Au niveau financier, le CCS est alimenté par le FDL qui est calculé par la somme cumulée des valeurs marchandes de chaque unité de volume de bois (2 à 5$ US/m³) tiré des arbres ayant atteint le diamètre minimum d’exploitabilité et dont l’inventaire est validé par l’administration forestière (MECNET, 2010). La communauté locale choisit ses représentants qui siègent dans les comités locaux de gestion et de suivi du FDL. La mise en œuvre du CCS associe deux types de pouvoir : traditionnel et public. En effet, le groupement est l’entité territoriale dans laquelle le CCS est mis en œuvre. Il est sous la responsabilité politico-administrative d’un chef de groupement. Ce dernier est à son tour sous la supervision hiérarchique de l’administrateur du territoire qui est le garant du respect des exigences légales relatives au CCS. Le groupement est constitué d’une agglomération de villages, cinq en moyenne, qui sont des zones rurales dirigées respectivement par des chefs de village qui sont des autorités coutumières. La participation des habitants des villages à la mise en œuvre du CCS, s’effectue en transférant leur pouvoir décisionnel aux délégués villageois. Leur mandat est d’abord de déterminer la liste finale des infrastructures communautaires qui seraient financées grâce au FDL. Cette liste est développée à l’issue d’une consultation publique au sein des villages, suivie d’un consensus au niveau des délégués villageois en vue de la finaliser et de la disposer au comité de négociation.

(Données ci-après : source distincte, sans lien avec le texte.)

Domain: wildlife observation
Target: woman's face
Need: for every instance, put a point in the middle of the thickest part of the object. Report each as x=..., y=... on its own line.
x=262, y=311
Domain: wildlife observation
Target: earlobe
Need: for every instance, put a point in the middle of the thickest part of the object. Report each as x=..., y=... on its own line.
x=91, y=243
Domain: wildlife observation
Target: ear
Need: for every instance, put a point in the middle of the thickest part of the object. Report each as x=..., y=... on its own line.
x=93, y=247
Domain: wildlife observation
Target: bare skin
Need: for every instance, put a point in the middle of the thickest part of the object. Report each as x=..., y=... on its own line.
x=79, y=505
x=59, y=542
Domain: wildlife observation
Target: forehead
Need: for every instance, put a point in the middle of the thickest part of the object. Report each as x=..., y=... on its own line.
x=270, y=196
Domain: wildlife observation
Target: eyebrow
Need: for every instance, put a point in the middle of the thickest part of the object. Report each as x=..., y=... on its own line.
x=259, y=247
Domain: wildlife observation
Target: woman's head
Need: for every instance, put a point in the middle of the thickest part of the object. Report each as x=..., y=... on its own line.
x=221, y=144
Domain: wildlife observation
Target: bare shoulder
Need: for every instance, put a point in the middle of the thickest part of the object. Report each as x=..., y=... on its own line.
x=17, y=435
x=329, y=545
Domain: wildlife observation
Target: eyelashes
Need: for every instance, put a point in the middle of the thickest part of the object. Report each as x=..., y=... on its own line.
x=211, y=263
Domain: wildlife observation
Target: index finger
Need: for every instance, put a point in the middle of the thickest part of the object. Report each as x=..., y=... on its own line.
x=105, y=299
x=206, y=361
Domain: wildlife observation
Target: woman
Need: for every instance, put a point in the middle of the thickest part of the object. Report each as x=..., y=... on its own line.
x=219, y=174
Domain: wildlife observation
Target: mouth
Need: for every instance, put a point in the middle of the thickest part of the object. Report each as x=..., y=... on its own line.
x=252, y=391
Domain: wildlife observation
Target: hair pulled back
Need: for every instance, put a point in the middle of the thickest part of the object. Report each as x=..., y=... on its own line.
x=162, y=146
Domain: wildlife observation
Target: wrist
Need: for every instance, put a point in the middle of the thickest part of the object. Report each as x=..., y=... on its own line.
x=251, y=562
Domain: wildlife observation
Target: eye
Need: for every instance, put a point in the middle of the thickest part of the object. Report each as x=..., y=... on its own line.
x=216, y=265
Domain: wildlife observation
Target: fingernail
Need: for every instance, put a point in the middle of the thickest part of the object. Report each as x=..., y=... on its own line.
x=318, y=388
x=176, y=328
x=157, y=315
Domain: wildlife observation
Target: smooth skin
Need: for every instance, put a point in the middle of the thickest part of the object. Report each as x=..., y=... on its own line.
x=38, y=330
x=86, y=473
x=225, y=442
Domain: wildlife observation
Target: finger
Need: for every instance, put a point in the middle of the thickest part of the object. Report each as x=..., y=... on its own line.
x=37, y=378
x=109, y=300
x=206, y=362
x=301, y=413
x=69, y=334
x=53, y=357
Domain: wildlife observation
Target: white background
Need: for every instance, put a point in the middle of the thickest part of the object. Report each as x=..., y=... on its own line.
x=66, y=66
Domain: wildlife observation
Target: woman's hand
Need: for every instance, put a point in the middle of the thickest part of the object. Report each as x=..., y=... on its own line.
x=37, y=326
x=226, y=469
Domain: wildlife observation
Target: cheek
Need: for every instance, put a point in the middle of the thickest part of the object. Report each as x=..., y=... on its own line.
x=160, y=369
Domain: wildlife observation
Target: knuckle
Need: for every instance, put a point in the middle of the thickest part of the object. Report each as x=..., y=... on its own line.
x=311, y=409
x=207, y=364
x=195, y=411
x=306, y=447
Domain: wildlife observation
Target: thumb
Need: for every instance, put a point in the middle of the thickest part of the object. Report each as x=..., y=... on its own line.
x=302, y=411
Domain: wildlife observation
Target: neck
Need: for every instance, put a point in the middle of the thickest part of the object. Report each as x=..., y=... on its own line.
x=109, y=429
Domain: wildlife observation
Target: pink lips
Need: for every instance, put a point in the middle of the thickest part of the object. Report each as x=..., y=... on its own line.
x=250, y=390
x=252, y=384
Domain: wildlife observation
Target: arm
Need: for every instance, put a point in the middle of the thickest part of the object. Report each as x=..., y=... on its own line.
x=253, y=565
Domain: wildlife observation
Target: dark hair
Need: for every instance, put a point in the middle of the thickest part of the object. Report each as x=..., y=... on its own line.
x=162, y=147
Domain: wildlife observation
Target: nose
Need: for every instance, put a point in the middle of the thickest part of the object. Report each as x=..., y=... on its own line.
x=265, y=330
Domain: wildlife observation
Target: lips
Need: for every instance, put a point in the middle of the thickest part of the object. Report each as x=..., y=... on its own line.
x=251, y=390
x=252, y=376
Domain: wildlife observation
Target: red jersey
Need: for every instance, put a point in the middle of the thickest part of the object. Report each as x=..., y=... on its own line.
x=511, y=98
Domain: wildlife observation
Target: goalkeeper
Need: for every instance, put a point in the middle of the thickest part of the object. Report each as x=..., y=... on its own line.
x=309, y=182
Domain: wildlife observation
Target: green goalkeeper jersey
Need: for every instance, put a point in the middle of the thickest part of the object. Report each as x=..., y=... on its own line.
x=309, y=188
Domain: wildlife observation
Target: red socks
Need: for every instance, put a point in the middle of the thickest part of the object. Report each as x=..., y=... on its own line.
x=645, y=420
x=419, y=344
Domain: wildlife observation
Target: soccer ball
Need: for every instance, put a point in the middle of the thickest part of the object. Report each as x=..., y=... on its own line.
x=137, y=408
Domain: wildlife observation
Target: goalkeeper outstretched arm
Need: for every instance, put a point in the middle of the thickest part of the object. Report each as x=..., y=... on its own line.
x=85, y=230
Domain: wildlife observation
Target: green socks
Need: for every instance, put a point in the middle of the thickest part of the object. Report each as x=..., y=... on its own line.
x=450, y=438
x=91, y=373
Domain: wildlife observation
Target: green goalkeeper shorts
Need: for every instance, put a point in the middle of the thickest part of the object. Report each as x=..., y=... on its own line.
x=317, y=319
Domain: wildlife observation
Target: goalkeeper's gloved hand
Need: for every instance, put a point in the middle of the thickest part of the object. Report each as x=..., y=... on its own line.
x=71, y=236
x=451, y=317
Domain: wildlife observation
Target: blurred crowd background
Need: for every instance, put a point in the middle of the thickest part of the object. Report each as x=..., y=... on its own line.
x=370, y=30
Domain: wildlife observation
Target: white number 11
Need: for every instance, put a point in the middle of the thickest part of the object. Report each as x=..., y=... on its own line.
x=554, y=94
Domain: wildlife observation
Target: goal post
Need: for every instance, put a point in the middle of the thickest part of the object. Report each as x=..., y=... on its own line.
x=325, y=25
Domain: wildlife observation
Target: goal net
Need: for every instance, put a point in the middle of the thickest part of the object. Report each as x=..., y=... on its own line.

Les délégués villageois ont également le mandat de choisir les membres du comité de négociation et de produire la carte participative du groupement. Ils désignent aussi les membres du village qui feront partie respectivement du comité de gestion du FDL et du comité d’évaluation de la mise en œuvre du CCS (MECNET/Mission de facilitation des clauses sociales du cahier de charges en RDC, 2012).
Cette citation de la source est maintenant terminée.